On Computing Average Common Substring Over Run Length Encoded Sequences
Sahar Hooshmand, Neda Tavakoli, Paniz Abedin, Sharma V. Thankachan

TL;DR
This paper introduces an efficient algorithm to compute the Average Common Substring (ACS) for sequences in run-length encoded format, reducing computational complexity and enabling alignment-free phylogenetic analysis directly on compressed data.
Contribution
The paper presents the first algorithm for computing ACS directly on run-length encoded sequences with improved time complexity.
Findings
ACS can be computed in O(N log N) time on RLE sequences
The algorithm operates in O(N) space, proportional to compressed data size
Enables efficient phylogeny reconstruction from compressed sequences
Abstract
The Average Common Substring (ACS) is a popular alignment-free distance measure for phylogeny reconstruction.
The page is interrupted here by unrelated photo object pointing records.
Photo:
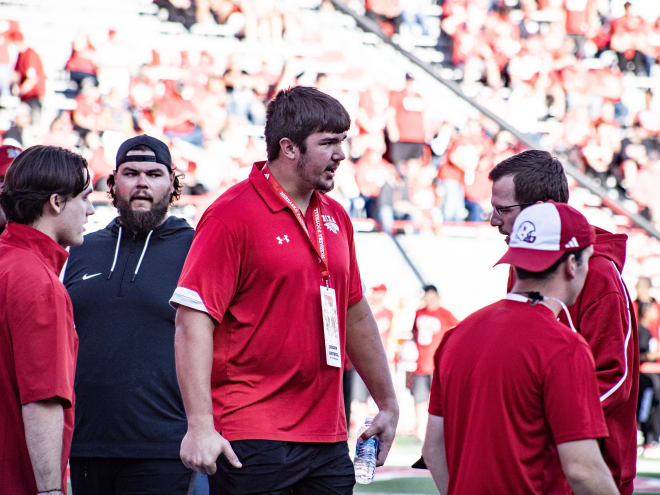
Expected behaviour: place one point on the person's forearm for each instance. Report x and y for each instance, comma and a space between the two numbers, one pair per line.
365, 349
44, 426
600, 483
193, 350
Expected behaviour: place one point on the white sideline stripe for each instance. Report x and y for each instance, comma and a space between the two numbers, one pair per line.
625, 344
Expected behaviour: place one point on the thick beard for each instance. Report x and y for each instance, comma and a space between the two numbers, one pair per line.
318, 185
141, 222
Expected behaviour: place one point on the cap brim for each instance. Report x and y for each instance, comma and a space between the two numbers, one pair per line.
532, 260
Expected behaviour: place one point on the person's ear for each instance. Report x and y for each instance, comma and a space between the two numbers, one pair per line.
56, 203
570, 266
289, 149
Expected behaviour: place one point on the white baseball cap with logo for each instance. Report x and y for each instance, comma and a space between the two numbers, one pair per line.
543, 232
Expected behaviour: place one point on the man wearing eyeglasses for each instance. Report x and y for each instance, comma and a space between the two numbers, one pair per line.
603, 311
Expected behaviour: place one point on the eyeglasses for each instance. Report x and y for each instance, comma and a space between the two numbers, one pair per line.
501, 210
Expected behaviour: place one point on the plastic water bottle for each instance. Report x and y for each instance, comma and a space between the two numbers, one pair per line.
365, 456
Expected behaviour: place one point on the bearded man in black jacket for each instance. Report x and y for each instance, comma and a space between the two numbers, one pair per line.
129, 414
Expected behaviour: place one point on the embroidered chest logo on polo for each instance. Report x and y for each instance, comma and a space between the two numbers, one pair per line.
330, 223
527, 232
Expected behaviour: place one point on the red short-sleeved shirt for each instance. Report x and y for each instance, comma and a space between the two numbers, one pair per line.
38, 347
511, 383
429, 327
252, 269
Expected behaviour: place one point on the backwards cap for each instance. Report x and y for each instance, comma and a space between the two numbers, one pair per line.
161, 152
7, 155
543, 232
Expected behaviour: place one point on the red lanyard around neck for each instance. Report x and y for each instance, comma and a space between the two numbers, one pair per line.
319, 247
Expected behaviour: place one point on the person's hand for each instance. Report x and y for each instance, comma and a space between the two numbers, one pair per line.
200, 451
384, 427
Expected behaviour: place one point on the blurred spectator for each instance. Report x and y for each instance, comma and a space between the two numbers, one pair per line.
8, 30
431, 323
383, 316
82, 64
20, 132
31, 84
372, 173
176, 114
181, 11
629, 41
643, 301
387, 13
406, 129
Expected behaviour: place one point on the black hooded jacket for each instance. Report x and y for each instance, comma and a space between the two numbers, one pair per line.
128, 403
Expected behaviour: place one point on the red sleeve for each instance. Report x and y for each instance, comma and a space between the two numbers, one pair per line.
606, 322
355, 281
43, 343
213, 265
570, 395
435, 401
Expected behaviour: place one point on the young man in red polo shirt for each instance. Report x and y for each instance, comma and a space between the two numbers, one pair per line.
270, 305
514, 401
603, 313
46, 199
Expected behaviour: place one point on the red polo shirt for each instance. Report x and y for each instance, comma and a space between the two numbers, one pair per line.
252, 269
511, 383
38, 347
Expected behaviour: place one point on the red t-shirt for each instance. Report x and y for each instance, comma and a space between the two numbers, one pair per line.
38, 347
429, 327
511, 383
29, 59
252, 269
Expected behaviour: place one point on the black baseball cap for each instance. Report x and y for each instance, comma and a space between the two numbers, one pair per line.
160, 149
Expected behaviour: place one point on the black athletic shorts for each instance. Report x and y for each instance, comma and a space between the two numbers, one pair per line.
285, 468
100, 476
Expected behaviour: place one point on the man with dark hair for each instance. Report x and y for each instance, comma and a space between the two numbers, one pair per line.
7, 155
514, 400
602, 313
45, 196
130, 416
270, 305
430, 324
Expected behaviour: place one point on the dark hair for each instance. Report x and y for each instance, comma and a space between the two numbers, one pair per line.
177, 185
537, 176
297, 112
35, 175
523, 274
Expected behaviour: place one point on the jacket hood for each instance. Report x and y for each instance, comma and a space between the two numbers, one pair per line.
611, 246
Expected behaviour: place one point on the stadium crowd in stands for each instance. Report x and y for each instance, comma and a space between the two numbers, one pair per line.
585, 95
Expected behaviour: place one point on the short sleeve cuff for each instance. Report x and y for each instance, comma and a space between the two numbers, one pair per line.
188, 298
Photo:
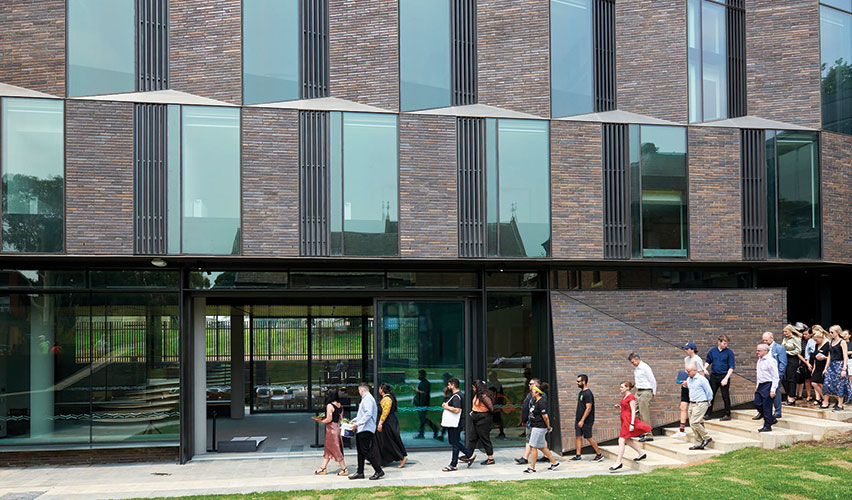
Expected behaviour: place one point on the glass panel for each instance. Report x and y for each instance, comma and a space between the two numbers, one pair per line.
836, 63
45, 369
136, 386
424, 54
421, 345
211, 180
571, 57
33, 166
664, 216
270, 50
370, 184
524, 198
101, 47
798, 196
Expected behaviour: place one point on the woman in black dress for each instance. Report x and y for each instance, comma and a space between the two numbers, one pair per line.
387, 435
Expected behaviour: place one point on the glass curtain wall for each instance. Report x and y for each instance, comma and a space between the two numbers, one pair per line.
32, 161
101, 46
270, 50
424, 54
571, 50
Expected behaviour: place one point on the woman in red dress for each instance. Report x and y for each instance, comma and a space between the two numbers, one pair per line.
631, 426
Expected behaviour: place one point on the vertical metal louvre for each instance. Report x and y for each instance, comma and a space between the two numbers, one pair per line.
736, 58
152, 59
150, 190
754, 194
314, 184
463, 22
604, 73
616, 172
471, 164
314, 64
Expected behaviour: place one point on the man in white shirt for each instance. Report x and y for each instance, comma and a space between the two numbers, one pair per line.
646, 389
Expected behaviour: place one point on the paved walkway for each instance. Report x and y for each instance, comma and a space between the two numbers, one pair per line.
223, 476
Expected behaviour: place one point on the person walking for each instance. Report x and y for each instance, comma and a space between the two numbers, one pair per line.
631, 426
646, 389
364, 426
451, 420
585, 419
390, 444
700, 397
539, 429
720, 365
333, 445
767, 384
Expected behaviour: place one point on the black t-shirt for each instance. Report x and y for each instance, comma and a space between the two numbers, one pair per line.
583, 399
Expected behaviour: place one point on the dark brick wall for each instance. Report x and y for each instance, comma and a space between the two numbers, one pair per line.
428, 187
576, 190
650, 39
513, 52
99, 178
783, 61
270, 182
595, 331
32, 44
837, 203
364, 51
205, 48
715, 200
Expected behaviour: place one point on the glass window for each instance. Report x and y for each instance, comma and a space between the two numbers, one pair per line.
571, 57
836, 64
424, 54
270, 50
101, 47
211, 180
33, 166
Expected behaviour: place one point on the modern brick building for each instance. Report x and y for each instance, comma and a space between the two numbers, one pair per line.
219, 210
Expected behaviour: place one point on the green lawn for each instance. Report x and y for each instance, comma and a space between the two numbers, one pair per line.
797, 473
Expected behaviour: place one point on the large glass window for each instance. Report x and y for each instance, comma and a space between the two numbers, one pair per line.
210, 149
571, 68
270, 50
424, 54
707, 61
101, 47
32, 163
836, 64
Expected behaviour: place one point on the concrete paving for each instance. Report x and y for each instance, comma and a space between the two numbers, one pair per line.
223, 475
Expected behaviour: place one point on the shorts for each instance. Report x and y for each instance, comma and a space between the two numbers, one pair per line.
537, 437
585, 431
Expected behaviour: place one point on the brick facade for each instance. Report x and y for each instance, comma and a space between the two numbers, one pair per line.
364, 51
99, 178
428, 187
270, 182
576, 179
205, 48
32, 45
715, 199
650, 57
783, 60
513, 52
595, 331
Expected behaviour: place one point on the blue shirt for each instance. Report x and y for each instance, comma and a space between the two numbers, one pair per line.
699, 389
720, 361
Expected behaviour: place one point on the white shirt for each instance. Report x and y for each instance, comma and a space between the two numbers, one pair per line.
644, 377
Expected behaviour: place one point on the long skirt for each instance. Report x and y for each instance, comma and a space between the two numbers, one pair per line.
333, 448
390, 442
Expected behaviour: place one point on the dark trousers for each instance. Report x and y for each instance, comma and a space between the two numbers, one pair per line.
715, 386
763, 403
454, 437
480, 435
367, 450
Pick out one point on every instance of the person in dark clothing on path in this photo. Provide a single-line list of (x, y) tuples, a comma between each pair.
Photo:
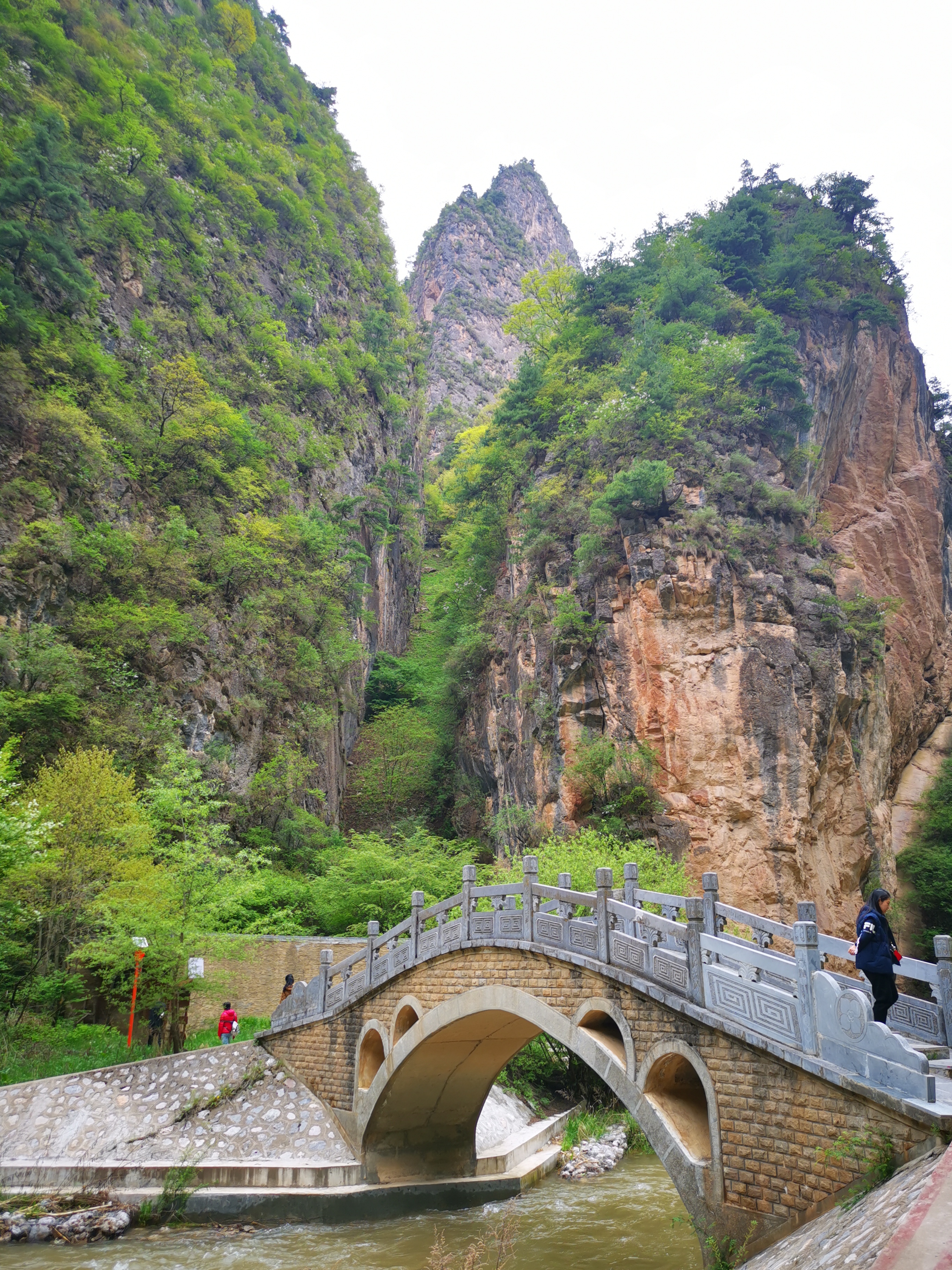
[(228, 1024), (876, 953), (157, 1023)]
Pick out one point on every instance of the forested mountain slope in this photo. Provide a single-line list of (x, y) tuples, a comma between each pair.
[(697, 563), (210, 398)]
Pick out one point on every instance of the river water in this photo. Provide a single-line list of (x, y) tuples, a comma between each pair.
[(621, 1220)]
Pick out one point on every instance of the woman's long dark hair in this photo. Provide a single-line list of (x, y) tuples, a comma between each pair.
[(874, 905)]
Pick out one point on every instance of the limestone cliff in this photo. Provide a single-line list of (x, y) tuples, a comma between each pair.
[(781, 738), (466, 275)]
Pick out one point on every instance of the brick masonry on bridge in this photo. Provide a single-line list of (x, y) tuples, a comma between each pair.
[(775, 1118)]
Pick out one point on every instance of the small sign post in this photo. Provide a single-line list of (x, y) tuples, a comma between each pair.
[(141, 945)]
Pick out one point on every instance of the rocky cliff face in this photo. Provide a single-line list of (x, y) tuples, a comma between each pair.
[(466, 276), (781, 738)]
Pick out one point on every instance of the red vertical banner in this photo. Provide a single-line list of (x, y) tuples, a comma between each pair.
[(140, 954)]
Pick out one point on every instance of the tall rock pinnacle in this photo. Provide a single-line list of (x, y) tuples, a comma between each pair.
[(465, 279)]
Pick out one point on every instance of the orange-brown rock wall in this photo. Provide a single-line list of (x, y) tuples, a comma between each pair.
[(780, 741)]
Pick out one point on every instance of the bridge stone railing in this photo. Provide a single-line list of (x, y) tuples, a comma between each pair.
[(686, 949)]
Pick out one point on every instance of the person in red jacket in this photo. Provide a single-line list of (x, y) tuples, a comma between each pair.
[(228, 1024)]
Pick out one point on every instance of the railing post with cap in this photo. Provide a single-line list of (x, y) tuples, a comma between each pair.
[(530, 877), (466, 905), (631, 886), (944, 988), (603, 893), (808, 954), (710, 884), (372, 933), (417, 901), (323, 976), (695, 909)]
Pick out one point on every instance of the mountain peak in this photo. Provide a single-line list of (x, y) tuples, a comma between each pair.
[(466, 276)]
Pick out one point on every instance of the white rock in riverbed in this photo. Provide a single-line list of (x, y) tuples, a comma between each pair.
[(596, 1156)]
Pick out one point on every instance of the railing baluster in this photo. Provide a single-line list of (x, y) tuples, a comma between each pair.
[(466, 906), (323, 976), (603, 893), (530, 877), (417, 902), (695, 909), (631, 886), (372, 933)]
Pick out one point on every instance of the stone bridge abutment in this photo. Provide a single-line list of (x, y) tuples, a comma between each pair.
[(408, 1067)]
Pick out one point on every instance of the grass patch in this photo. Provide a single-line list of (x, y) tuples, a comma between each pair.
[(593, 1124), (33, 1050)]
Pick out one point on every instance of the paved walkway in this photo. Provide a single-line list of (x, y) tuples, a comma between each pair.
[(234, 1103)]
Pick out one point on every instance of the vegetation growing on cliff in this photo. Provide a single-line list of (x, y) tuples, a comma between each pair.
[(926, 864), (660, 395), (200, 322)]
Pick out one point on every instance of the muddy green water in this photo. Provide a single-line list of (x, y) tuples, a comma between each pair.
[(621, 1220)]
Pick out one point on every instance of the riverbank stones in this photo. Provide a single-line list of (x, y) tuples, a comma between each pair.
[(596, 1156)]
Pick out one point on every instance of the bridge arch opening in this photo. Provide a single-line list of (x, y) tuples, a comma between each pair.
[(606, 1033), (371, 1058), (418, 1121), (407, 1015), (676, 1091)]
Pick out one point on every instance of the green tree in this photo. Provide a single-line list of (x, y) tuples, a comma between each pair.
[(237, 27), (394, 765), (174, 897), (643, 484), (540, 317), (97, 825), (927, 862), (25, 832), (41, 214)]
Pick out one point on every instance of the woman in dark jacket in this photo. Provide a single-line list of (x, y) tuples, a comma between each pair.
[(876, 953)]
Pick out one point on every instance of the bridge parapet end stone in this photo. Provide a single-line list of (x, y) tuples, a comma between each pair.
[(711, 888), (808, 957), (942, 944), (851, 1038)]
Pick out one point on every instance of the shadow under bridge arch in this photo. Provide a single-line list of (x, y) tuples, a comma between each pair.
[(418, 1118)]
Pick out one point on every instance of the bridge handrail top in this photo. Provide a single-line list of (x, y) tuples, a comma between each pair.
[(753, 920), (442, 907), (642, 915), (748, 944), (916, 970), (568, 897), (394, 933), (360, 956), (782, 967), (659, 897)]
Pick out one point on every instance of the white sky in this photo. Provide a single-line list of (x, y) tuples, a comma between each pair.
[(630, 110)]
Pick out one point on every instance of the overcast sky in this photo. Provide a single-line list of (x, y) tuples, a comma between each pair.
[(633, 110)]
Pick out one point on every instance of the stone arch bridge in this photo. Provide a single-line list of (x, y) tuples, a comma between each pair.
[(742, 1058)]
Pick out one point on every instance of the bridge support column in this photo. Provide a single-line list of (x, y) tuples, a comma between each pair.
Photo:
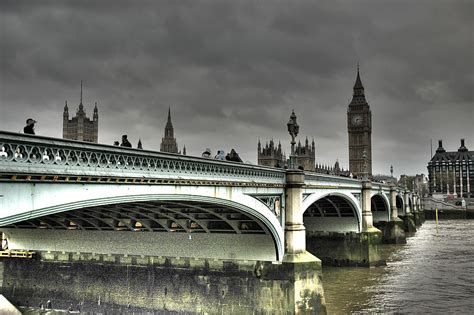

The ACS can be computed in O(n) space and time, where n=x+y is the input size. The compressed string matching is the study of string matching problems with the following twist: the input data is in a compressed format and the underling task must be performed with little or no decompression. In this paper, we revisit the ACS problem under this paradigm where the input sequences are given in their run-length encoded format. We present an algorithm to compute ACS(X,Y) in O(Nlog N) time using O(N) space, where N is the total length of sequences after run-length encoding.